Quantas perdas podem caber na vida de uma pessoa? A nossa existência é cheia de perdas e transcrevê-las ao decorrer de um livro pode tornar tudo mais profundo e triste, e pode nos mostrar, principalmente, o peso que cada uma dessas perdas tem em nossas vidas e o quanto elas nos moldam no decorrer de nossos dias.
O Peso do Pássaro Morto, romance de estreia da autora Aline Bei, consegue retratar perfeitamente isso.
Publicado pela editora Nós, o livro foi finalista do Prêmio São Paulo de Literatura 2018 na categoria estreantes com menos de 40 anos, isso porque o romance escrito em forma de poema chama a atenção pela honestidade com que retrata a crueldade do nosso dia a dia, principalmente do ponto de vista de uma mulher.
O Peso do Pássaro Morto conta a trajetória, dos 8 aos 52 anos de vida, de uma mesma mulher, aqui tratada sem nome. Podemos observar de perto os acontecimentos de suas vivências de menina ao longo de seu turbulento crescimento, até sua a vida adulta. Sua narrativa também acompanha seu crescimento, já que com 8 anos, a escrita tem poucas vírgulas, poucos pontos, algumas palavras erradas e vai melhorando com o tempo.

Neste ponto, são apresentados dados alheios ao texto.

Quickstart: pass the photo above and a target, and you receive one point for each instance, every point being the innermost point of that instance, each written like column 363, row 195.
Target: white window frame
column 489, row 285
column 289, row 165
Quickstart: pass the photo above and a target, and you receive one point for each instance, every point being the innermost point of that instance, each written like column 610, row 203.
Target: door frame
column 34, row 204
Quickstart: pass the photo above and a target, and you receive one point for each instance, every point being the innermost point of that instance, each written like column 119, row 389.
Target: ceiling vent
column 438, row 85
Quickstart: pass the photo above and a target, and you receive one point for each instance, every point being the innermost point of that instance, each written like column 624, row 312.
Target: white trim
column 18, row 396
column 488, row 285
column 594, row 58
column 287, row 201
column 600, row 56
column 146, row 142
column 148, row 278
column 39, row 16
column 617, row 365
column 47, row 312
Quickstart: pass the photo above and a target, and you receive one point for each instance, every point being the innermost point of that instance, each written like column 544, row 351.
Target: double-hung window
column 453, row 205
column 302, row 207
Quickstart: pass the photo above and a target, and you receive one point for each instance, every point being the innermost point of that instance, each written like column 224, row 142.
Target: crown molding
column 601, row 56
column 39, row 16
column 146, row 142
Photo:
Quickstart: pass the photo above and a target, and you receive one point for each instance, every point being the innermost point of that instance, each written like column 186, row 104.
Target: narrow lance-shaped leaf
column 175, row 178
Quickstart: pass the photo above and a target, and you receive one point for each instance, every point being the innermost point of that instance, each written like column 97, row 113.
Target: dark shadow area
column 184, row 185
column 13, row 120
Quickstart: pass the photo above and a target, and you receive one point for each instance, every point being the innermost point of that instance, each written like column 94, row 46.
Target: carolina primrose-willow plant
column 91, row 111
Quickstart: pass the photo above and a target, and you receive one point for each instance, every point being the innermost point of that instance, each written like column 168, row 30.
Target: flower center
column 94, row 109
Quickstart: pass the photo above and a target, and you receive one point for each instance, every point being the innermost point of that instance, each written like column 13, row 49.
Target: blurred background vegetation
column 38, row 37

O romance em prosa poética passa por vários assuntos que valem ser discutidos em casa, em sala de aula, em clubes de livros e até consigo mesmo, como a infância, a maternidade, o abuso, a espiritualidade, a morte, vínculos afetivos, a depressão pós-parto e etc. Como lidamos com as situações, ainda mais quando essas situações acontecem com crianças, essa realmente é a melhor maneira de lidar? Se não lidarmos de uma maneira melhor, isso vai influenciar em algo na vida dessa pessoa lá na frente?
Ao darmos sequência na história da protagonista, entendemos que sim. Você sente como se pegasse os diários de uma pessoa para ler, e você vê essa evolução de escrita, de raciocínio e de pensamentos ao longo dos anos. E entende o quanto essas perdas e esses assuntos, que muitas vezes são tratadas como tabus, influenciaram na vida dessa mulher.
Nesse sentido, O Peso do Pássaro Morto lança luz sobre questionamentos fundamentais: por que temos tanto medo de falar abertamente sobre determinados assuntos? Assuntos que nos rodeiam, que fazem parte de nossas vidas, que podem vir a acontecer com a gente, mas que tendemos a evitar, talvez para “não atrair”. Preferimos fechar os olhos para um problema, ao invés de enfrentá-lo.
Ao longo do livro a protagonista sofre com outras questões (sem spoilers!), que acarreta em uma relação difícil com o filho, ela não se sente próxima dele e ele não busca por ela. Como essa relação se desenrola e como ambos lidam esse distanciamento é o que muitas famílias vivem, e que muitas vezes não sabem como expor ou tratar disso em casa.
“A maternidade da protagonista é uma eterna tentativa de se aproximar dos sentimentos que ela nutre pelo filho, uma tentativa encoleirada pela dor. E o filho, por outro lado, sente a distância e se fecha, vai se fechando cada vez mais”, diz a autora.
Até chegarmos ao ato final do livro, que pra mim, foi de longe a parte mais dolorosa. É quando entendemos que a personagem chegou no momento que ela tanto esperou, naquele lugar mágico que todos desejamos, com a aquela pessoa ou ser que desejamos e nada mais. Tudo está bem, tudo está certo… até simplesmente não estar.
O Peso do Pássaro Morto é um livro que me chocou bastante, por ser denso e cru, por não ter medo de expor tudo o que pensa, tudo isso adornado pela estética e pela beleza da poesia, criando um contraste entre a diagramação e a história que me fez refletir muito sobre a era conectada na qual vivemos. Muita aparência, mas ninguém realmente sabe o que verdadeiramente pensamos e sentimos. Sobre a relação com a morte, que o livro traz com força, a escritora ocupa os vãos de medo e impotência que costumam afetar a maioria de nós quando o assunto é lidar com a finitude. E acho que tudo isso torna O Peso do Pássaro Morto tão visceral e tão importante para a literatura contemporânea brasileira.